A bigorna, minha ferramenta,
para as artes e os ofícios.
Para as artes,
azartes, az-zahr.
Em árabe, flor.
Ofício de tradutor.

quarta-feira, 1 de junho de 2011

FUROR

“Leviathan”, a escultura de Anish Kapoor para a exposição Monumenta no Grand Palais des Champs Elysées em Paris até 23 de junho. Fotografia de Benoit Tessier/Reuters in The Guardian, 10/5/2011.

“Quando se ergue, as ondas temem
e as vagas do mar se afastam.”

Livro de Jó, 41:17 in A Bíblia de Jerusalém. São Paulo: Paulinas, 1987, p. 940.
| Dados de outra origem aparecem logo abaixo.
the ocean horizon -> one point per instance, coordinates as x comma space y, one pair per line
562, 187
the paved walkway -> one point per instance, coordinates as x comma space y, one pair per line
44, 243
terça-feira, 31 de maio de 2011

FUSÃO

Barbara Hepworth por Jorge Lewinski/The Lewinski archive at Chatsworth in “Barbara Hepworth: Queen of the Stone Age” de Jonathan Jones in The Guardian, 2/5/2011.

O que fazer do furo? Habitá-lo.

segunda-feira, 30 de maio de 2011

SOLIDIFICAÇÃO

Fotografia de T Colla.

“Richard Serra disse uma vez que ele foi para a Universidade da Califórnia em Santa Bárbara para estudar literatura e aprender a surfar”.

Christopher Benfey in “Richard Serra's Mind-Expanding Sculptures”, Slate, 6/6/2007.

domingo, 29 de maio de 2011

FERREIRA

Escultura de Barbara Hepworth em frente ao museu The Hepworth Wakefield inaugurado em 21 de maio, em Yorkshire, Inglaterra. Fotografia de Sarah Lee in The Guardian, 19/5/2011.

Às margens do rio Calder,
em Yorkshire,
nasce uma rosa,
desenhada por David Chipperfield,
para abrigar, para cuidar,
de uma escultora que morreu queimada,
em seu estúdio, seu afazer,
Barbara Hepworth, o nome,
aquela que foi transformada
pelo ferro, pela pedra
em palavra.

sábado, 28 de maio de 2011

RETRATO DO FERREIRO QUANDO JOVEM

“Torse de jeune fille [I]” [Torso de uma jovem] em ônix por Constantin Brancusi, em 1922. Harvard Art Museums, Fogg Art Museum, Cambridge, the Louis Orswell Collection, 1998. Fotografia President and Fellows of Harvard College/Junius Beebe.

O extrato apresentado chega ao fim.